Checks Reference

PromptKit has a unified check system: one set of check types usable across three surfaces.

Assertions — validate LLM behavior in Arena test scenarios (assertions: field in scenario YAML).
Guardrails — enforce runtime policy in production (validators: field in pack YAML).
Evals — monitor quality in production (evals: field in pack YAML).

All check types are implemented as EvalTypeHandler instances registered in the runtime/evals/ package.
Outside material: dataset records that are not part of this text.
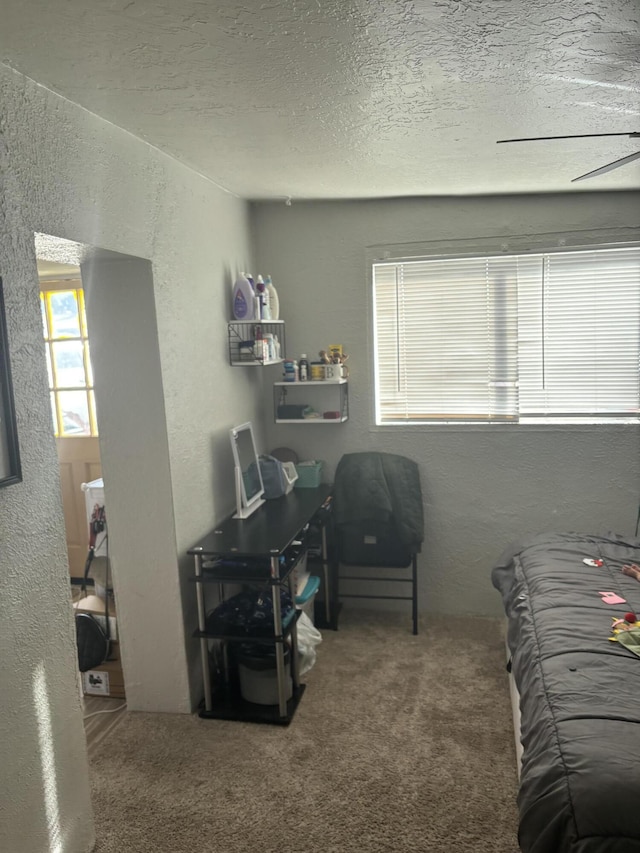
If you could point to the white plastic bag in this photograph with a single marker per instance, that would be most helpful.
(308, 639)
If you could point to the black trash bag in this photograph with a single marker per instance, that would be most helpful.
(93, 643)
(249, 613)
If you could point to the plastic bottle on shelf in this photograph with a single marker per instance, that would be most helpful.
(291, 370)
(303, 368)
(257, 311)
(274, 302)
(263, 296)
(243, 299)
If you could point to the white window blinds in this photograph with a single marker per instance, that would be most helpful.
(508, 338)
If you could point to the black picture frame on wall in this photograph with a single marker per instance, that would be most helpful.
(10, 470)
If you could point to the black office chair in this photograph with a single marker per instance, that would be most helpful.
(379, 520)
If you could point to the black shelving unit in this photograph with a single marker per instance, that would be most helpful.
(233, 549)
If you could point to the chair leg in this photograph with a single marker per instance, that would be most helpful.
(414, 587)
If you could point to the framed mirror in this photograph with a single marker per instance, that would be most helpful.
(10, 471)
(248, 479)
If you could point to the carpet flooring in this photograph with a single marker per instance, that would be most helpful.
(400, 743)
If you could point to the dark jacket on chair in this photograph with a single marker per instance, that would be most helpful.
(380, 491)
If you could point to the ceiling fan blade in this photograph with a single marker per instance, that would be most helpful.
(609, 167)
(573, 136)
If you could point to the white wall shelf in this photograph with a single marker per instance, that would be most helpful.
(289, 398)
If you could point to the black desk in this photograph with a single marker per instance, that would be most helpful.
(269, 532)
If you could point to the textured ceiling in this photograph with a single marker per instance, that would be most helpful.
(351, 98)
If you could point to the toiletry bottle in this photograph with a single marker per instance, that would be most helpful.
(274, 302)
(303, 368)
(257, 312)
(263, 295)
(243, 299)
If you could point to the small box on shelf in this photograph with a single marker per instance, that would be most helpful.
(256, 342)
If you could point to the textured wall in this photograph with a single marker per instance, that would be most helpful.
(482, 486)
(67, 173)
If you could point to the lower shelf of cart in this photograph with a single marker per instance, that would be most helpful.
(230, 707)
(310, 420)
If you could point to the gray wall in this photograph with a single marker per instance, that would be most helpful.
(66, 173)
(483, 486)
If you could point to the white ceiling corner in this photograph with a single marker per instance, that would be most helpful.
(351, 98)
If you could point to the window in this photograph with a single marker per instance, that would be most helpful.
(68, 362)
(551, 337)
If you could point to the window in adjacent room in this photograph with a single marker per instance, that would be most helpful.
(551, 338)
(68, 361)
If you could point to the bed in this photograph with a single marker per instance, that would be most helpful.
(579, 692)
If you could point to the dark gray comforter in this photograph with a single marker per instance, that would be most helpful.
(579, 692)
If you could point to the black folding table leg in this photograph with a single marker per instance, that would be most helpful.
(414, 587)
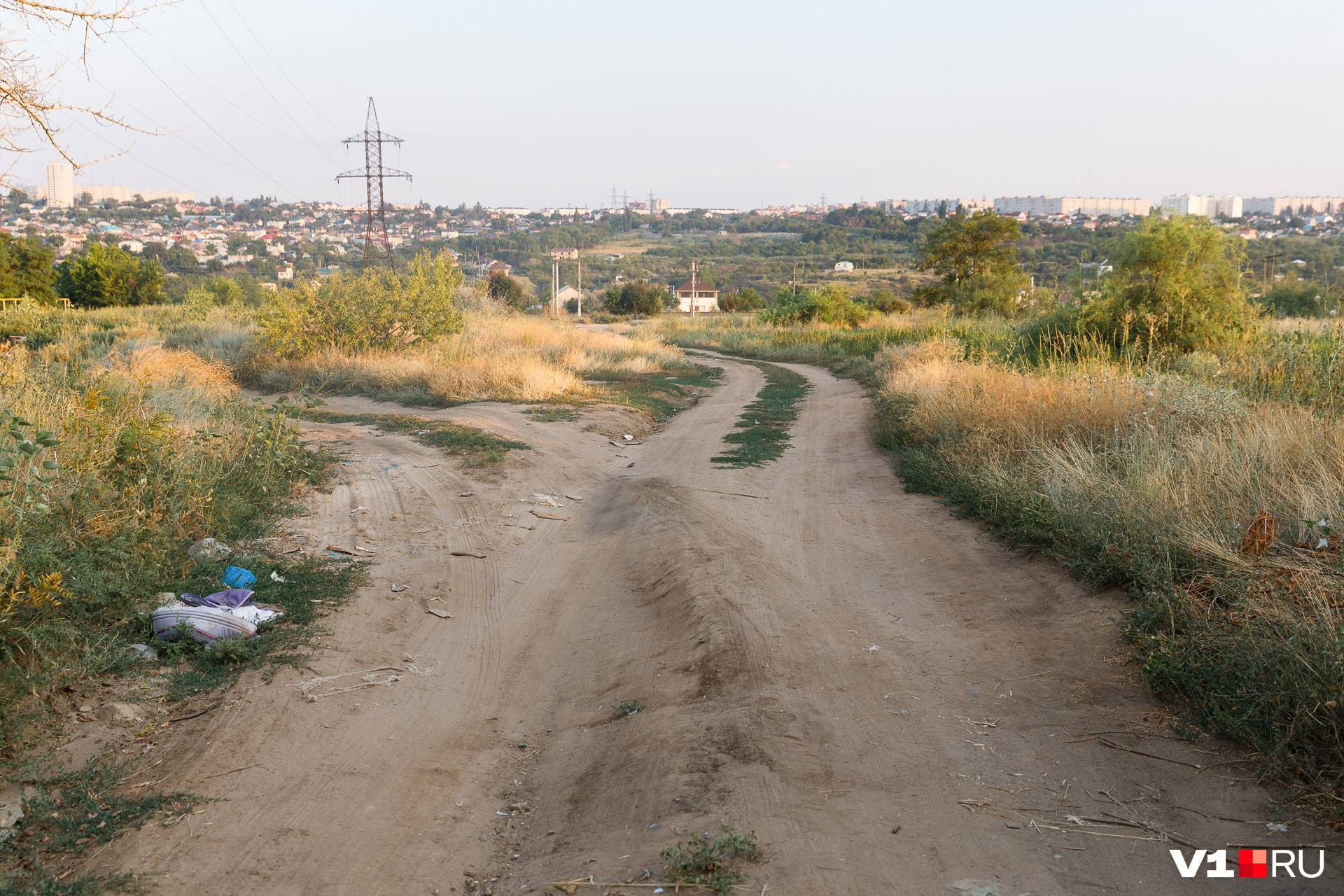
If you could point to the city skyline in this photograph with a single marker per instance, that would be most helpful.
(746, 106)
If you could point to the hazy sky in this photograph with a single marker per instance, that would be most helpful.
(721, 104)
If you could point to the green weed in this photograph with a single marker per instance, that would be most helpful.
(764, 428)
(626, 708)
(454, 440)
(553, 414)
(711, 862)
(71, 812)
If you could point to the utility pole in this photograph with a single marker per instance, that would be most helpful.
(692, 290)
(1265, 277)
(378, 250)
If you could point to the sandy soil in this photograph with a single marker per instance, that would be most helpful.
(891, 700)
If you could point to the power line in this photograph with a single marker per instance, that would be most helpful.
(279, 67)
(230, 41)
(222, 96)
(130, 155)
(200, 115)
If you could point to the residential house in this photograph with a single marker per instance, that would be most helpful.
(705, 298)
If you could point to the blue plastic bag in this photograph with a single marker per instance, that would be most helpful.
(238, 578)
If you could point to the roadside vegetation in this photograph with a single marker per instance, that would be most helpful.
(1155, 428)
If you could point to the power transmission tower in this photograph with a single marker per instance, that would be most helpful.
(378, 250)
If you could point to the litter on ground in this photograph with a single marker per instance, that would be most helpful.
(220, 615)
(238, 578)
(209, 550)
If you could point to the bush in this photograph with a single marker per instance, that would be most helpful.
(828, 305)
(375, 311)
(741, 300)
(503, 288)
(888, 302)
(638, 298)
(1177, 285)
(109, 276)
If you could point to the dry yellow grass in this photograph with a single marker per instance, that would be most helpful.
(1155, 482)
(496, 356)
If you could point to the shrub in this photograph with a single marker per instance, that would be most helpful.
(109, 276)
(741, 300)
(375, 311)
(828, 305)
(1177, 285)
(638, 298)
(888, 302)
(503, 288)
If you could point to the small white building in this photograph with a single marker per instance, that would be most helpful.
(705, 298)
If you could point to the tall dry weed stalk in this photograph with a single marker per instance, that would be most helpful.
(496, 356)
(1155, 482)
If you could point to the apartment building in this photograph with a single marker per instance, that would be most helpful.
(1200, 204)
(1091, 206)
(1294, 204)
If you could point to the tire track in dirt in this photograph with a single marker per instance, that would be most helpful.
(746, 626)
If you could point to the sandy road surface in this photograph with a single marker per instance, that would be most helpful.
(820, 664)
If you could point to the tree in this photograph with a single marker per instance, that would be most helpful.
(638, 298)
(976, 260)
(503, 288)
(965, 248)
(375, 311)
(109, 276)
(26, 267)
(1177, 284)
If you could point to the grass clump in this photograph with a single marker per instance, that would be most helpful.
(764, 428)
(553, 414)
(711, 862)
(71, 812)
(626, 708)
(1154, 481)
(156, 449)
(454, 440)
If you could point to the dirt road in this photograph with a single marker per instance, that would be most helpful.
(888, 697)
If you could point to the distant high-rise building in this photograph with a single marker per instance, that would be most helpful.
(1091, 206)
(1294, 204)
(61, 184)
(1208, 206)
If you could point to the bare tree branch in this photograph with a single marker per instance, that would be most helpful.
(29, 99)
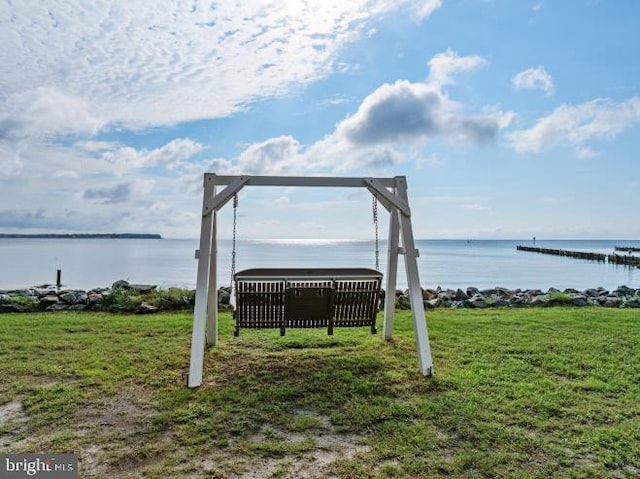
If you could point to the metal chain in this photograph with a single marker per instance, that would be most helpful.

See the Unified Check Model for the conceptual overview.

Surface legend used in the tables below:

Symbol	Surface
A	Assertion
G	Guardrail
E	Eval

“Streaming” indicates whether the check supports incremental evaluation during streaming responses (relevant for guardrails).

Content Checks

Type	Aliases	Params	Surfaces	Streaming
`contains`	`content_includes`	`patterns` (string[])	A G E	No
`regex`	`content_matches`	`pattern` (string)	A G E	No
`content_excludes`	`banned_words`, `content_not_includes`	`patterns` (string[])	A G E	Yes
`contains_any`	`content_includes_any`	`patterns` (string[])	A E	No
`min_length`	—	`min` or `min_characters` (int)	A E	No
`max_length`	`length`	`max` or `max_characters` (int), `max_tokens` (int)	A G E	Yes
`sentence_count`	`max_sentences`	`max` or `max_sentences` (int)	A G E	No
`field_presence`	`required_fields`	`fields` or `required_fields` (string[])	A G E	No
`cosine_similarity`	—	`reference` (string), `min_similarity` (float)	A E	No

When content_excludes is invoked via the banned_words alias, match_mode defaults to word_boundary.

Example — assertion (scenario YAML):

assertions:
  - type: contains
    params:
      patterns: ["thank you", "welcome"]

Example — guardrail (pack YAML):

validators:
  - type: banned_words
    params:
      patterns: ["competitor-name", "internal-only"]

Example — eval (pack YAML):

evals:
  - id: response_length
    type: max_length
    trigger: every_turn
    params:
      max: 500

JSON & Structure Checks

Type	Aliases	Params	Surfaces
`json_valid`	`is_valid_json`, `valid_json`	—	A E
`json_schema`	—	`schema` (object)	A E
`json_path`	—	`expression` (string), `expected`, `contains`, `min_results`, `max_results`	A E

Example:

assertions:
  - type: json_path
    params:
      expression: "$.order.status"
      expected: "confirmed"

Tool Checks (Turn-Level)

These checks evaluate tool usage within a single assistant turn.

Type	Aliases	Params	Surfaces
`tools_called`	`tool_called`	`tool_names` (string[])	A G E
`tools_not_called`	—	`tool_names` (string[])	A G E
`tool_args`	—	`tool_name` (string), `expected_args` (object)	A E
`tool_calls_with_args`	—	`tool_name`, `expected_args`, `result_includes`	A E
`tool_call_count`	—	`tool` (string), `min` (int), `max` (int)	A E
`tool_call_sequence`	—	`sequence` (string[])	A E
`tool_call_chain`	—	`chain` (string[])	A E
`tool_anti_pattern`	—	`patterns` (array of `{sequence, message}`)	A E
`tool_no_repeat`	—	`tools` (string[]), `max_repeats` (int)	E
`tool_efficiency`	—	`max_calls`, `max_errors`, `max_error_rate`	E
`no_tool_errors`	—	—	A E
`tool_result_includes`	—	`tool_name`, `patterns` (string[])	A E
`tool_result_matches`	—	`tool_name`, `pattern` (string)	A E
`tool_result_has_media`	—	`tool_name`	E
`tool_result_media_type`	—	`tool_name`, `media_type`	E

Example:

assertions:
  - type: tool_call_sequence
    params:
      sequence: ["lookup_customer", "create_ticket"]

Tool Checks (Session-Level)

These checks evaluate tool usage across the entire session.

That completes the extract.